Welcome to Part 2 of our Characters topic! This Creative Writing Elements series has been such an adventure and I want to personally thank you all for following along in this process. I hope that you have enjoyed reading these articles as much as I have enjoyed writing them!
In this post, we will be looking at how authors develop their characters throughout the course of a story. They use two prominent types of characterization: direct and indirect.
Direct characterization deals with statements. Lesha Myers explains in her book Windows to the World: An Introduction to Literary Analysis that “in direct characterization, a narrator might tell us something about the character, describe the character’s appearance, [or] let us listen to the character’s thoughts,” (Myers, 76).
When a writer employs direct characterization they provide upfront details about the character. This could involve anything from divulging the character’s internal thoughts (aka Internal Dialogue) and their behavior to describing their appearance, setting and other character’s reaction(s) to them.
An example of direct characterization would be something like the following:
The dark-haired boy looked up at the sky and remembered all the long, starry nights he had spent in this exact spot. All the memories he shared with his family. These thoughts dredged up feelings that stung his heart and brought tears to his eyes. He sat there on that very roof and wept.
I use a lot of direct characterization in my creative writing because I like to tell my readers exactly what a character is doing. This comes at the expense of allowing readers to assume things, but I personally enjoy reading details such as ‘his brown eyes smoldered,’ or ‘her kinky curls danced playfully in the autumn breeze.‘ This causes me to envision the characters more.
Contrasting with direct characterization, indirect characterization relies heavily on inference and requires us to use our current knowledge combined with what the author tells us to draw a suitable conclusion. According to Myers, “writers might ask us to make inferences based on…details in four methods of indirect characterization: aspects of the setting that reflect the influence of the character, the character’s actions and mannerisms, the reaction of others to the character, [and] the character’s speech,” (Myers, 76).

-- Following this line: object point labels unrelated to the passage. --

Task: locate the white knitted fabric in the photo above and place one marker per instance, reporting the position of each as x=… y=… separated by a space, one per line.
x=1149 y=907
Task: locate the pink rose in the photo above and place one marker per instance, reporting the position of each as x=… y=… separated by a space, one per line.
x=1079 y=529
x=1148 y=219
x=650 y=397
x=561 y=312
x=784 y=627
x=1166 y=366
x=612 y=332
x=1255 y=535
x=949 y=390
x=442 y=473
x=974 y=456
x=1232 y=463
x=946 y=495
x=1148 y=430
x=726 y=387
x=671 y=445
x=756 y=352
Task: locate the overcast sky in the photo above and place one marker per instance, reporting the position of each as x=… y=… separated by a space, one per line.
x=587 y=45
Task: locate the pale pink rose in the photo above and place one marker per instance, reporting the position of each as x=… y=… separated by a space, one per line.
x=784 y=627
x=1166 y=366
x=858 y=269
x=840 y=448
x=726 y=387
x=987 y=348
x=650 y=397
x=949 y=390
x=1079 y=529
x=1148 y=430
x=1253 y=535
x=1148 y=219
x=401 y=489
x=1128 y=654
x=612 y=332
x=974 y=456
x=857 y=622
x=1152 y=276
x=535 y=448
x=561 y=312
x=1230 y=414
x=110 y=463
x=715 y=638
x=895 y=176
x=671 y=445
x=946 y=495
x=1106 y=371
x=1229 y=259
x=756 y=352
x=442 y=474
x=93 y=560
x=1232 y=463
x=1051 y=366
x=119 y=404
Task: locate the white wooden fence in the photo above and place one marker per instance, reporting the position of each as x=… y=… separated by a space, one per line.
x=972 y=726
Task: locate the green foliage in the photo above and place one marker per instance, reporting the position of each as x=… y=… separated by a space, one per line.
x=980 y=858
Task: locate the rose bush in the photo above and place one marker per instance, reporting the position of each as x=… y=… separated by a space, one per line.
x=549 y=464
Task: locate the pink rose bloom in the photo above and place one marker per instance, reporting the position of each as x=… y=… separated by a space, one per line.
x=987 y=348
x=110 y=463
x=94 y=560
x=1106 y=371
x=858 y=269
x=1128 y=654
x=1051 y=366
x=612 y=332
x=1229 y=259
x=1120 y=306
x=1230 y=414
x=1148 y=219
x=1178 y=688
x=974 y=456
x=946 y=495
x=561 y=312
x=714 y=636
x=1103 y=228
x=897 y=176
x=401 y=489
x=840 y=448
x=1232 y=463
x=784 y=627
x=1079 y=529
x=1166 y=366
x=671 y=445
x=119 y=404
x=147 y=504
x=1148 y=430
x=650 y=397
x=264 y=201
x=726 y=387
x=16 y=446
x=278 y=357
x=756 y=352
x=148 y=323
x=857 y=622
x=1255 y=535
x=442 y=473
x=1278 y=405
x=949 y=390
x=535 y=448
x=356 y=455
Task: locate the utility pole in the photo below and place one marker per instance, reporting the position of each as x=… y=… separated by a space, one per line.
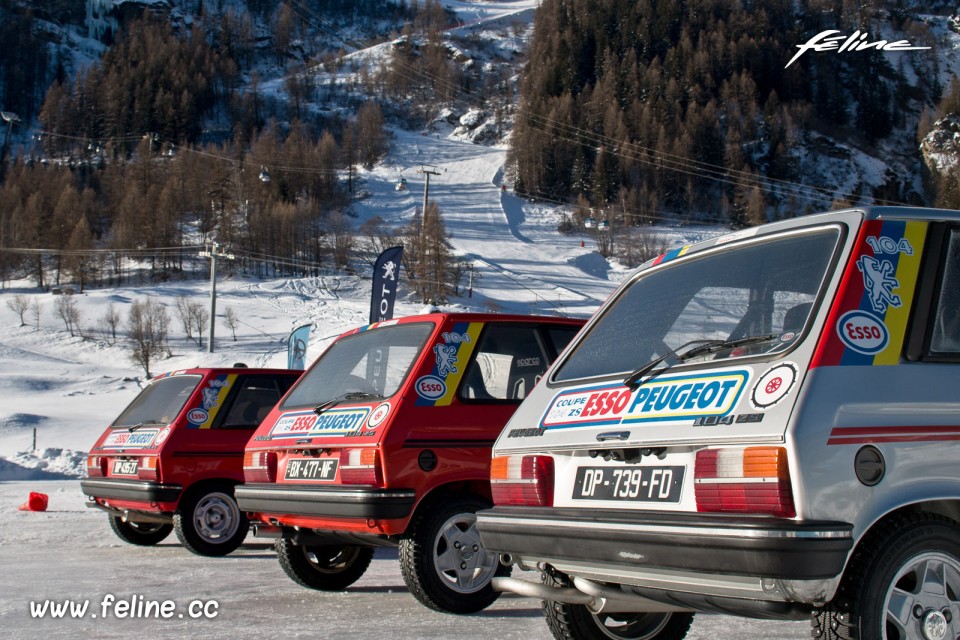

The next time you pick up a novel, pay attention to the things the author causes you to infer about the characters. Authors use techniques like description of appearance, setting and unique speech patterns to create characters.
Wordsmiths are thoroughly aware that most individuals have a whole arsenal of preconceptions at hand to fill in characterization gaps and they utilize this to help flesh out their characters. Phrases such as ‘she sipped on her Starbucks latte before scurrying to class,’ tell us this person is still in school, loves coffee and is possibly very late. This combines to create an overall impression of a very busy person relying on caffeine to get through life. Indirect characterization such as this causes inference naturally, allowing the readers to create their own picture of the character without being told how to view them.
An example of indirect characterization would go something like this:
Nikki smiled when her mother brought her the repaired doll. Taking it gently in her hands, she looked up and asked her mother, “Momma, do you think Mariana will like it even though I broke it?”
“Of course,” her mother replied as she wiped away Nikki’s crocodile tears. “She loves you and she’ll love anything you give her.”
They both turned to look when Mariana walked in the room. A gleam crossed her face when she saw the doll in Nikki’s hands. Nikki looked at her mother and then back to Mariana. “I got it for you,” she whispered. “It’s broken, but Momma fixed it. Do you like it?”
“Do I like it?” Mariana asked. “I love it!”
From this passage you can infer three things:
- Nikki is relatively young
- Nikki cares about Mariana (Mariana might even be her sister)
- Mariana likes dolls
Authors have a lot up their sleeve to describe their characters with. When they aren’t telling you something point-blank, they’re describing things in a way that causes you to infer it. It’s truly amazing how each technique combines to create our beloved characters. Once again, it’s like life – some things you notice directly about people and other things you have to guess at. Work this into your writing and you should be well on your way to the wonders of authorship!